Nora viu apenas um pedaço.

Nomes.

Datas.

Valores.

Reed percebeu o olhar dela e empurrou a folha de volta para dentro de um pequeno caderno preto, gasto nos cantos.

Foi rápido.

Não rápido o bastante.

— A senhora está fugindo de alguém — ele perguntou — ou apenas procurando um lugar onde ainda possa ficar?

Nora parou de mastigar.

A pergunta não era acusação.

Era pior.

Era atenção.

— Não devo nada que um homem honesto possa cobrar — ela respondeu.

Reed assentiu como se entendesse exatamente o peso escondido naquela frase.

— Então venha até a casa — ele disse. — Coma primeiro. Depois conversamos sobre trabalho.

Nora olhou para a estrada.

Morrow ficava atrás dela, pequeno demais para voltar e grande demais para esquecer.

À frente havia um rancho de um homem estranho, quatorze trabalhadores famintos e um caderno preto que ele não queria que ela lesse.

A fome dizia sim antes que a prudência terminasse sua lista de objeções.

Mas Nora ainda tinha orgulho suficiente para colocar termos na própria sobrevivência.

— Eu cozinho — ela disse. — Mas não durmo em cozinha. Não aceito homem bêbado entrando onde eu estiver. E se alguém colocar as mãos em mim, eu vou embora antes do café da manhã.

Reed recolocou o chapéu.

— Justo.

— E eu recebo por semana.

— Também justo.

— Em dinheiro.

Pela primeira vez, o quase sorriso dele apareceu de verdade.

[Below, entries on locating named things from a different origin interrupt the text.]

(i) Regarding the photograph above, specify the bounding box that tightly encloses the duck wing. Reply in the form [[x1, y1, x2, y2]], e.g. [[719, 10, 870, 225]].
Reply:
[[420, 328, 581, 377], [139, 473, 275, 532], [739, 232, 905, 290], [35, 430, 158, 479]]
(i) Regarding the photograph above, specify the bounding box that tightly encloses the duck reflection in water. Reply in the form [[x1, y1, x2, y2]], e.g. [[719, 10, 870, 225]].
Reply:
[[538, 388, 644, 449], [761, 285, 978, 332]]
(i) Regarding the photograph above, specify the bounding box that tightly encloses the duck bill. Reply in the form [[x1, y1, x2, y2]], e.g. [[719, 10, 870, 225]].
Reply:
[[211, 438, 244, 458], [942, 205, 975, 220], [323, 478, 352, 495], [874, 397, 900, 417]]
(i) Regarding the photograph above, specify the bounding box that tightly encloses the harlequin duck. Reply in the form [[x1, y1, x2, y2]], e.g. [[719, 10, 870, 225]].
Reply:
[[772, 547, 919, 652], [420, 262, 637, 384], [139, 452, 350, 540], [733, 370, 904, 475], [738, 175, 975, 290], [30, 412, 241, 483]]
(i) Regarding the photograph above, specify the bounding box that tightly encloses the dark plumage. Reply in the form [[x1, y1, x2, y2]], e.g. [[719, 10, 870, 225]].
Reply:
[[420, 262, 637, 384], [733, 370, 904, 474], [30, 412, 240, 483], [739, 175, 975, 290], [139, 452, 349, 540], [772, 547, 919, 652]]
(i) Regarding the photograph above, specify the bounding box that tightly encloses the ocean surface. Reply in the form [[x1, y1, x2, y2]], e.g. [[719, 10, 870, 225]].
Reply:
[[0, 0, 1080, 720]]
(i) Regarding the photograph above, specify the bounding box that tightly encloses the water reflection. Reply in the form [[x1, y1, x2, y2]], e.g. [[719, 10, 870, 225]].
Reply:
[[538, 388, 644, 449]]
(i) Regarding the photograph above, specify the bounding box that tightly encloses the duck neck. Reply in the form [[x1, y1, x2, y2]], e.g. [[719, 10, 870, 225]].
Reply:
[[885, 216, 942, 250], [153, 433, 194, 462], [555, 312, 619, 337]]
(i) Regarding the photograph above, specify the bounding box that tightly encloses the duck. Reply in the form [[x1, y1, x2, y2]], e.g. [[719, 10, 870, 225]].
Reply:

— Senhora Pell, começo a achar que meus homens vão comer melhor e que eu vou apanhar mais honestamente nas minhas próprias contas.

Nora não sorriu.

Ainda não.

Mas guardou o resto do pão com cuidado, como se qualquer pedaço desperdiçado fosse uma ofensa.

Reed percebeu isso também.

Dessa vez, ela permitiu que ele percebesse.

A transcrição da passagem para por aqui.